Since I’ve been meaning to compile them for that purpose, have been busy with work travel, and have picked up a bunch of new subscribers in the past few months (hi!), who I thought might enjoy some of my older writing, here are my favorite pieces from each year of this endeavor. (There is also some bonus content further down, to entice long-time readers and anyone who is interested in the name of this newsletter, driving in Pittsburgh, and/or running.)
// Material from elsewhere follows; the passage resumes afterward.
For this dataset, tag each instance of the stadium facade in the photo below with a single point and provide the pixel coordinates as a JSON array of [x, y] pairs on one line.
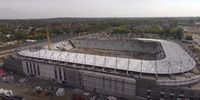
[[111, 67]]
Domestic Left #5: Do the Dead Know What Time It Is?
A piece about cycles of birth and death, how I learned to love good writing, St. Crispin’s Day, and trying to teach myself how to draw.
Domestic Left #9: Ruled By Fear
The second year of Domestic Left began during the pandemic lock-down, and I only managed two posts between May 2020 and April 2021. This one doesn’t mention COVID-19, but it’s in there. A meditation on a negative emotion.
Domestic Left #12
I didn’t give this piece a title. It’s about a peculiar way in which I received news about the 2003 Gulf War, written about a month into the Russian invasion of Ukraine in 2022.
Domestic Left #19: “I think this is a song of hope”
The longest piece I’ve written for this newsletter — about 4,500 words, I think. About Led Zeppelin, the electric guitar, violence, and melancholy.
Domestic Left #30: In the end, we all admitted
A transcription of a dream, and an attempt to come to grips with guilt.
Bonus content if you read this far: Why is this publication called Domestic Left?
I adopted @domesticleft as my nom de internet about 20 years ago, initially because I needed a subdomain for Blogger. It subsequently became my username on Twitter and Instagram, once they were invented.
I picked it because at the time my main occupation was taking care of my two then-small children. I was mostly blogging about, well, domestic subjects, but from a left-wing perspective. (The subtitle of that Blogger blog, for many years, was something like “Irregular diary and recipe book of a left-wing housewife in drag.”)
However, I also thought it would be funny to take a phrase commonly employed by right-wing alarmists to describe the American left (and subtly imply that we are agents of some foreign power), and use it as a container for posts about things like taking children to the dentist. To embrace both the quotidian and the geopolitical sense of the word “domestic.”
Also it just kinda sounds cool.
Bonus content if you have ever lived in Pittsburgh, or tried to drive in it
I don’t think it’s as good as the Led Zeppelin piece, but the piece that has probably gotten the most positive feedback is “The Mysteries of Pittsburgh,” from January of 2023.